All seeds, whether for short or long-term storage, have germination trials conducted to determine the:

  • Optimal germination conditions (temperature, light, pre-treatments etc)
  • Germination rate
  • Total percentage germination.

Mature, viable seeds that do not germinate under seemingly favourable germination conditions (that is, with water, oxygen and appropriate temperatures) may be exhibiting seed dormancy. The viability of a collection can be grossly underestimated if seed dormancy goes undetected. In cases of suspected dormancy, seed viability is assessed using the TZ test, and a series of experiments are carried out in order to uncover effective dormancy alleviating treatments. Attempts at mimicking the seed's natural in situ environment often reveal optimal ex situ germination and dormancy treatments.

Seed dormancy can be alleviated, or in some cases bypassed, by:

  • dry after-ripening (warm, dry storage)
  • stratification (cold/warm, wet storage)
  • application of smoked water
  • application of gibberellic acid (GA3)
  • application of Potassium Nitrate (KNO3)
  • seed coat scarification (chipping or removal)
  • burying the seed in soil.

Seed longevity

How long seeds will remain viable in ex situ seed bank conditions can be estimated by artificially ageing seeds in seed longevity studies.

Seeds are placed in a carefully controlled rapid ageing environment of high temperatures and relative humidity (RH; 45°C and 60% RH). Lithium Chloride (LiCl) solutions provide the desired RH environments. Seeds are extracted from the ageing environment at various intervals and tested for viability.

Results of subsequent germination tests generate a seed survival curve that can be compared with the longevity of 'marker' species aged under the same conditions. Comparison across species and with markers enables the ranking of species into longevity categories. This is particularly important for alpine seed collections as recent evidence suggests that seeds from cooler, wetter environments are shorter lived than seeds from warmer, drier environments (Probert et al 2009).

Longevity test results can also indicate how often a conservation collection should be replenished or regenerated. Ideally, seeds should be replaced before their viability falls below 85% of the initial value.

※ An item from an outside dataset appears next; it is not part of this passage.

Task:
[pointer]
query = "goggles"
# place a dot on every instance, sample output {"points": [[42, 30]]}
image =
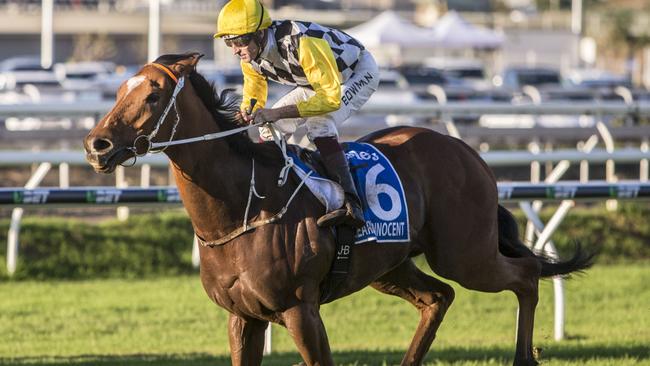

Reference: Probert R J, Daws M I and Hay F R (2009). Ecological correlates of ex situ seed longevity: a comparative study on 195 species. Annals of Botany doi:10.1093/aob/mcp082.

Seeds for nursery

Seeds germinated for propagation in the ANBG nursery are pricked out of the agar at the cotyledon stage (after the seed leaves emerge and before the true leaves develop) and seedlings are transplanted into punnets of seed raising mixture.


Fumigation with carbon dioxide is available for bulk seeds which are intended for short term storage (six months or less). This treatment kills insects and pathogens and is used for seeds for Greening Australia's Seeds for Survival project.

For long-term seed conservation, fumigation is not necessary as drying followed by storage at -21°C kills insects and pathogens.